The signal containing information relating to the central wavelength of the maximum light intensity is transmitted to the control unit 35 to be used in a calculation for obtaining the height information relating to the surface profile of the object. As soon as the height information is obtained, the control unit 35 will base upon the height information to issue a control signal to the linear actuator 38. The linear actuator 38 is used for changing the distance between the objective lens 32 and the object 7 by adjusting the position of the objective lens 32, so as to focus the beams in the dispersion light corresponding to the second dispersive band onto the surface of the object 7. In another embodiment, the linear actuator 38 is coupled to the platform 37, by that the height as well as the position of the platform 37 can be controlled thereby according to the control signal so as to adjust the distance between the objective lens 32 and the object 7. Thereafter, the object light reflected from the object 7 will enter the second beam splitter 3310 again for enabling only the second object light in the object light to enter the second filter 3311 so as to form a second filtered light corresponding to the second dispersive band since the second filter 3311 is designed for allowing beams whose wavelengths are corresponding to the second dispersive band to pass therethrough.
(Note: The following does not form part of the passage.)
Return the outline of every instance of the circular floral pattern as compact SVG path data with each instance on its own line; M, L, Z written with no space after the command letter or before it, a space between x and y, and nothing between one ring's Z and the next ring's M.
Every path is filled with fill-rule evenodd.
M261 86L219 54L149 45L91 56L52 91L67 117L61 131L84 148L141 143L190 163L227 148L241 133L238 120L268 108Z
Then, the second filtered light is converged by the lens 390 and projected onto the image sensor 39 so as to form a clear and focused image of the object.

Please refer to FIG. 7, which is a schematic diagram showing an apparatus for focusing according to a second embodiment of the present disclosure. The apparatus for focusing of the second embodiment is basically the same as the one disclosed in the first embodiment, but is different in that: the dispersion module in the second embodiment is featured by the dispersive curve shown in FIG. 2D, in that the characteristic of its second dispersive band is different from those disclosed in FIG. 2A and FIG. 2B, and thus, the second filter 3311 in the embodiment shown in FIG. 7 is selected to be a band-pass filter so as to allow only a portion of the upper curve in the dispersive curve of FIG. 2D whose wavelengths are in the range of λ0±Δλ to pass therethrough. It is noted that the range is defined by a principle that: it should be defined for dispersing light in a dispersion range that is small enough for generating clear image. Similarly, after the information relating to the wavelength corresponding to the maximum light intensity is obtained from the analysis of the analyzer 34, either the objective lens 32 or the platform 37 can be moved accordingly for placing the object 7 at a position corresponding to the focused positions of the beams capable of passing through the filtering of the second filter 3311, and thereby, the second filtered light passing through the second filter 3311 will focus on the object 7 where it is reflected to the image sensor 39 so as to form a clear image of the object 7.

With the method and apparatus for focusing of the present disclosure, not only the height information relating to the surface profile of an object can be obtained, but also a clear and focused image of the object can be acquired according to the height information without being affected by ambient vibration. It is noted that except for panel inspection, the method and apparatus for focusing of the present disclosure can be used in other automatic optical inspection processes

The disclosure being thus described, it will be obvious that the same may be varied in many ways. Such variations are not to be regarded as a departure from the spirit and scope of the disclosure, and all such modifications as would be obvious to one skilled in the art are intended to be included within the scope of the following claims.